大津(柴屋町のスナック街)

遊廓があった柴屋町(馬場町)は、その後は夜の歓楽街となりました。*1
1966年刊行の「あじ・やど・おんな」*2 によると、柴屋町のクラブ・バーの建物は、300年の間栄えた遊廓の建物をそのまま使った古い店で、大津絵から抜け出たような色の白い京女が酌をしてくれたそうです。
旧赤線だったことから、店によっては飲食を抜きにして、ホステスに肉体サービスをさせるところもありました。*3
写真右手前のあたりには、花街会館がありました。*4

現在の柴屋町の歓楽街。

ひところと比べると店舗はまばらですが、所々に、スナックが密集している路地があります。

バー「たか」跡。

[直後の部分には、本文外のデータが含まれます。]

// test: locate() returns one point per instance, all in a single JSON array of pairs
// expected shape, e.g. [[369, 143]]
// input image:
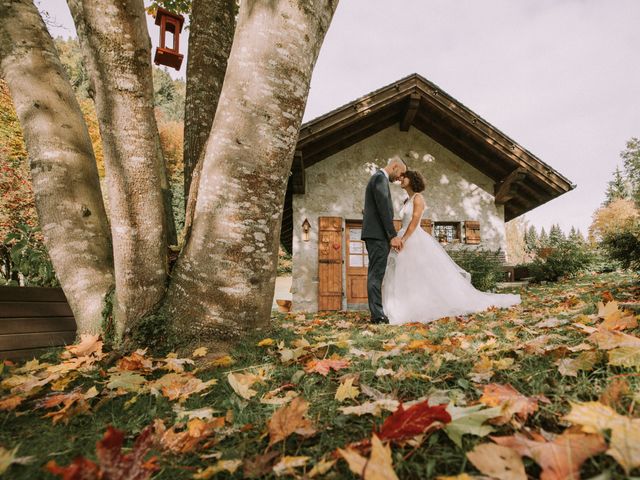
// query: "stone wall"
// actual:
[[335, 187]]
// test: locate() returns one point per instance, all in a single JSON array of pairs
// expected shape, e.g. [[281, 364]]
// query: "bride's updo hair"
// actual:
[[416, 180]]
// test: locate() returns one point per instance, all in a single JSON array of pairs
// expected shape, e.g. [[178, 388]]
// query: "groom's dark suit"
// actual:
[[377, 232]]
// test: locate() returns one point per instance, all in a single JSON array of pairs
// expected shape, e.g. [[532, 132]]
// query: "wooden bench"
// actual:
[[33, 319]]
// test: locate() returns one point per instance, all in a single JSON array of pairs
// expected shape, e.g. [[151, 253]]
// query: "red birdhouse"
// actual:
[[172, 23]]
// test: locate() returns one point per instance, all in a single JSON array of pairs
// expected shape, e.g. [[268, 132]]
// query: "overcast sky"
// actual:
[[560, 77]]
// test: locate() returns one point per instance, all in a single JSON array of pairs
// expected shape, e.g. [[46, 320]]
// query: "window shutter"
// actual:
[[472, 232], [330, 263]]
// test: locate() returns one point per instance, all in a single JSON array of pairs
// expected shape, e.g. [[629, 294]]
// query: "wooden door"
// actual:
[[330, 263], [357, 265]]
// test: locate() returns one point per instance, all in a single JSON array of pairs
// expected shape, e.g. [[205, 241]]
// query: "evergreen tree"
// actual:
[[631, 157], [575, 236], [543, 239], [556, 235], [531, 239], [617, 188]]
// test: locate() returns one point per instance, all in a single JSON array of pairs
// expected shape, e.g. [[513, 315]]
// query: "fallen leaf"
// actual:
[[583, 362], [8, 458], [10, 403], [346, 390], [287, 464], [112, 463], [221, 466], [199, 352], [89, 344], [323, 367], [610, 339], [242, 382], [290, 419], [510, 400], [497, 461], [320, 468], [378, 467], [624, 446], [625, 357], [416, 420], [259, 465], [559, 459], [469, 420], [374, 408]]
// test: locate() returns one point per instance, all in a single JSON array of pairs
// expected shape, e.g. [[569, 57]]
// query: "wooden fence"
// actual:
[[33, 319]]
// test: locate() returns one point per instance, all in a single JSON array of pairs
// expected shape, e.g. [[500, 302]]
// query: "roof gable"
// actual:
[[522, 180]]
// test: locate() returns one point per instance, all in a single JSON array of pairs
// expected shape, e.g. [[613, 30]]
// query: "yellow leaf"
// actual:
[[221, 361], [229, 465], [570, 366], [346, 390], [624, 445], [378, 467], [290, 419], [199, 352], [287, 464], [242, 382], [497, 461], [625, 357]]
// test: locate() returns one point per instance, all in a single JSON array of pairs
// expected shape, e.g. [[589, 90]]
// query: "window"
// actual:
[[357, 250], [446, 232]]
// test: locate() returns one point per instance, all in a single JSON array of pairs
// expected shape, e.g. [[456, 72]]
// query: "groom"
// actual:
[[378, 232]]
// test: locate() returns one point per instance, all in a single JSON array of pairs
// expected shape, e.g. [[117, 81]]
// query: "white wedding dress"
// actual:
[[422, 283]]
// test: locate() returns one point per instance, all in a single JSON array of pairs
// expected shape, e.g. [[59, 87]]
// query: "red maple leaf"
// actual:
[[112, 463], [416, 420]]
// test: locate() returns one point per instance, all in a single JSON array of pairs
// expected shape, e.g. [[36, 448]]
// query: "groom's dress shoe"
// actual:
[[380, 321]]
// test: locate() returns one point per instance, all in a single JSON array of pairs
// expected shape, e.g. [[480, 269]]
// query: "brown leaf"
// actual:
[[561, 458], [416, 420], [378, 467], [497, 461], [259, 465], [511, 401], [290, 419], [10, 403], [617, 388], [324, 366]]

*4

【参考文献】
*1 「角川日本地名大辞典」編纂委員会:角川日本地名大辞典(角川書店,1979)P.579
*2 福村弘二:あじ・やど・おんな(東栄堂,1966)P.130-P.131
*3 梅田晴夫:全調査東海道酒・女・女の店(有紀書房,1967)P.312
*4 善隣出版社:大津市(善隣出版社,1971)P.4

大津(桶屋町の花街跡)揚屋町として栄えました。

桶屋町は、道路を隔てて東西に延びています。東の桶屋町は、昭和初期の建物が並ぶ住宅街となっています。格子の窓や、二階には木の手すりも多く残っています。*1

三代続く医者のお宅。*1

西の桶屋町は、遊廓があった柴屋町に接しているため、飲食店が軒を連ねています。建物には、昔、芸者置屋さんだった雰囲気が残っています。*1

桶屋町は、揚屋町として栄えました。遊客は、この揚屋へあがり、置屋から遊女を呼び出し、遊興を楽しみました。*1

【参考文献】
*1 大津の町家を考える会:大津百町物語(サンライズ出版,1999)P.62

大津(古い民家)遊廓があった柴屋町

貞享5年(1688年)の「日本永代蔵」に「柴屋町より白女よび寄、客の遊興昼夜のかぎりもなく」とあり、大津の柴屋町(現在の長等2、3丁目)は、賑わいのある評判の遊廓でした。町の東西南北には大門があり、廓内に約30軒がありました。

「旅館えびすや」と思われる建物。*2

かつては、妓楼だったのかもしれません。

「料理きくや」と思われる建物。*2

【参考文献】
*1 地名辞典(岐阜県)
*2 善隣出版社:大津市(善隣出版社,1971)P.4

大津(トンネル路地)2階建ての長屋

薬局の建物にあるトンネル路地(ろーじ)。
この近くには、花街組合の建物がありました。*1

トンネルを抜けると2階建ての長屋が連なる路地が続いています。
この付近には、「松の家」「グリル花柳」「クラブ古都」「ニューコンパ」などのバーやクラブがありました。*1

路地は、コの字型に曲がって、元の通りへ戻ります。

路地の曲がり角のあたり。

【参考文献】
*1 善隣出版社:大津市(善隣出版社,1971)P.4

■カテゴリ 大津 路地

大津(スチームバスセンター跡)現在は料理屋

今回は、大津(滋賀県大津市)の町並みと風俗を散歩します。
京阪電気鉄道石山坂本線の三井寺駅で下車し、柴屋町を目指して南下すると、途中に交差点があります。

交差点を西側からみたところ。交差点の角には、かつてスチームパスセンターがありました。

現在は、料理屋の建物が建っています。

近くには、料理屋の「豆信」。登録有形文化財に指定されている建物です。